I dont think its correct to say only 10 resulted in a prosecution, a court appearance is just one outcome from a potential prosecution, a warning letter has to pass the same evidential threshold as a case taken to court its just the outcome and penalties applied are different. 

Respectfully, that's not the case: a warning letter is sent out as an alternative to a Notice of Intended Prosecution (NIP); once an NIP has been sent the options are education course, FPN or court action. A warning letter is in lieu of a prosecution, not an outcome of one.

Awavey replied to Rendel Harris | 1 year ago

Im not saying a warning letter IS a prosecution, Im saying it has to pass the same evidential threshold as a prosecution, because if it doesnt then its straight to NFA, it is still police action as the result of a submission even if it doesnt result in the legally defined NIP points/courses/fines courts process etc, the police still technically view it as positive outcome, and the courts couldnt handle 2544 extra cases in a year, which might highlight why warning letters tend to get used as an outcome.

so I just dont think its correct to frame this as "only 10 of these submissions resulted in a prosecution", because it implies the police just ignored the rest of these, which they didnt.

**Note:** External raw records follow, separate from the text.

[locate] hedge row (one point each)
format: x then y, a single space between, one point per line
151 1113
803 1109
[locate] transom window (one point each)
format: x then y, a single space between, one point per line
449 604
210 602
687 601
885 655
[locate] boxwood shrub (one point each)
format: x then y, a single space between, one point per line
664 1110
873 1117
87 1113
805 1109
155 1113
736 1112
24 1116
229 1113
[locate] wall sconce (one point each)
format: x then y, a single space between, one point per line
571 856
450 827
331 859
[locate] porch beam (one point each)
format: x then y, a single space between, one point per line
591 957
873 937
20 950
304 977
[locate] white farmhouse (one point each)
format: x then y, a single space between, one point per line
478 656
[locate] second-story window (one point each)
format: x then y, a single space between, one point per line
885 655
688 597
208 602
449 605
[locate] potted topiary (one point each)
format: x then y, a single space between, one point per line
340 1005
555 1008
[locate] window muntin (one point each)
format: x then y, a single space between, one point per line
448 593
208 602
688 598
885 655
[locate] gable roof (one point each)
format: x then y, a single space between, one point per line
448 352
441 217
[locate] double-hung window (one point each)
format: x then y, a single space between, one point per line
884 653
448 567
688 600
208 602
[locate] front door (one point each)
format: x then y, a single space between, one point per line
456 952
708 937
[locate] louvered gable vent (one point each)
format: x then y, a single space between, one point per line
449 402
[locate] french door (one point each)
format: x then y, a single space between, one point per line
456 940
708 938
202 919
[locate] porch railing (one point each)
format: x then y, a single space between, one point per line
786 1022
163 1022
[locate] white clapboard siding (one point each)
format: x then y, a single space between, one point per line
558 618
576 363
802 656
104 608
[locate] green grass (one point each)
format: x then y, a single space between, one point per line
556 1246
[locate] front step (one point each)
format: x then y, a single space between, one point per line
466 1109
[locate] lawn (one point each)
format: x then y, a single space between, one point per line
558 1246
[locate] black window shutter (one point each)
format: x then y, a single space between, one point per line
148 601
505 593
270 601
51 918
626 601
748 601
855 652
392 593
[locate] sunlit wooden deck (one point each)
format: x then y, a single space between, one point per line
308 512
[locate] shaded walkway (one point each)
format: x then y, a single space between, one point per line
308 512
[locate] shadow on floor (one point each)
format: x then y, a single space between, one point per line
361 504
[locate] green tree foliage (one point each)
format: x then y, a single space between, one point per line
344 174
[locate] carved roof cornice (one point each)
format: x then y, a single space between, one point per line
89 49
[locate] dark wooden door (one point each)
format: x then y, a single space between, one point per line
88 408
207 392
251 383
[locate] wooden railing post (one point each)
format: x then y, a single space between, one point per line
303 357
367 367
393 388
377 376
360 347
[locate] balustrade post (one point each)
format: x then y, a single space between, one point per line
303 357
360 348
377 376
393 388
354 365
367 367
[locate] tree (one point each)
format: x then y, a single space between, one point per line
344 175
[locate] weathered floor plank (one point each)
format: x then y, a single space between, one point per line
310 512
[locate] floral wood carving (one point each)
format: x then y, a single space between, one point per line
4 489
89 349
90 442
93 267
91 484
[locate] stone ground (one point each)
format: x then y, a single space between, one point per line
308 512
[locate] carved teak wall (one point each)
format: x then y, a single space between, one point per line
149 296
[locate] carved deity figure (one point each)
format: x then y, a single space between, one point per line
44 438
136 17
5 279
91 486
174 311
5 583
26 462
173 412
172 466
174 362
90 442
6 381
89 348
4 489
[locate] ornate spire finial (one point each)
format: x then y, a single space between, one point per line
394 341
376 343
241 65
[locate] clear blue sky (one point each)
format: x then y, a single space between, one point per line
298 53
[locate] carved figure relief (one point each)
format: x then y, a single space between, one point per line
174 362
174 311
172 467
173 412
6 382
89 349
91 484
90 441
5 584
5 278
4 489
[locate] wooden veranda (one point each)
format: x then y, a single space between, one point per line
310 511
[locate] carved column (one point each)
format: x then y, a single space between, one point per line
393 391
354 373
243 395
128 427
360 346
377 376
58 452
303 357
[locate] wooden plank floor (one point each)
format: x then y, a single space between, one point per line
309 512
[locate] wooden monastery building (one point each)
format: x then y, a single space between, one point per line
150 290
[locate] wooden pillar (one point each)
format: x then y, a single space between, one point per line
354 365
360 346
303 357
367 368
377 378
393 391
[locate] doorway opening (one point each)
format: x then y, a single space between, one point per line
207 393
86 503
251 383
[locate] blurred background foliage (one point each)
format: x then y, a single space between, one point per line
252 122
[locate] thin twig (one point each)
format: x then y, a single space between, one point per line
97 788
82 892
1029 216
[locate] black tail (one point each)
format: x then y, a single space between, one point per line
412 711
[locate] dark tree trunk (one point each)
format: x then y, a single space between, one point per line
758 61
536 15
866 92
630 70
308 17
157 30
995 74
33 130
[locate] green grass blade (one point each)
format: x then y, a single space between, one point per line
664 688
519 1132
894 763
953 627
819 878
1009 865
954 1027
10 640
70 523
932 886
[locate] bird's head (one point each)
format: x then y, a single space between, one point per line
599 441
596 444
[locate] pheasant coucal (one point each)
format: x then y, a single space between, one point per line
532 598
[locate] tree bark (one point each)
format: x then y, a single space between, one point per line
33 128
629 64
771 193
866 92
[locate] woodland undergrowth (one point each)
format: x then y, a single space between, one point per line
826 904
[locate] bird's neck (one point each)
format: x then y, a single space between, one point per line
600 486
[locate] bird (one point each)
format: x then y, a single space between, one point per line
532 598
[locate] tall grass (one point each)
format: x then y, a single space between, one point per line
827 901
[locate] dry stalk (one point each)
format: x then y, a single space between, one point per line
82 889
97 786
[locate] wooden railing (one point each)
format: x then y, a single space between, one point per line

For one thing driver improvement course are the result of a NIP, so why arent those 24 being counted in with the 10 ?

and do fixed penalties also no longer count ? so all of CyclingMikeys stats can now be distilled into only how many court cases he's had ? has he been to court 800 times in the past 5 years ?


NOtotheEU | 1 year ago

I hate seeing those close pass mats being used badly. The 1.5m should start at the widest part of the bike/cyclist and end at the edge of the **** mirror.  There should also not be a measured distance to the kerb as this will always be different depending on the cyclist and conditions and most drivers aren't intelligent enough to understand, let alone comply.

RicCycleCoach | 1 year ago
1 like

I'm still waiting to hear back from Sussex Police - I've done an FOI on this

wtjs replied to RicCycleCoach | 1 year ago

I'm still waiting to hear back from Sussex Police - I've done an FOI on this

It won't do you any good! Sussex is one of the forces following the Lancashire Constabulary dodgy OpSnap model, which involves no prosecutions, lying about what they've done and refusing to disclose anything about anything. Cutting a long story short: see the most recent item on here, which is about this offence. I now have the Information Commissioner's Decision Notice dated 3.5.23, Ref: IC-225713-W2Y2. Oddly, this is not available on the Information Commissioner website, despite them being published up to the decision date of 10th May. Maybe they hold back when they think it's going to the Information Tribunal, which it is.

If you want to find out what the police actually did, when they claim to have taken action, this DN is important, because there will be numerous cases where they did nothing at all or, at best, sent out the joke warning letter for the offender to hang on a nail in the toilet.

This is the top of the DN, verbatim:

1. The complainant has requested information about an incident he reported, from Lancashire Constabulary. Lancashire Constabulary would neither confirm nor deny (“NCND") holding the requested information, citing section 40(5) (Personal information) of FOIA.
2. The Commissioner’s decision is that Lancashire Constabulary was entitled to rely on section 40(5) of FOIA. No steps are required

What it means is: when the police tell you they're 'taking action', and you try to find out what the action was, they refuse to tell you, claiming that they can't even confirm that they have any idea what the police did! It's even possible, given the institutionalised ineptitude at Lancashire Constabulary that they really don't know!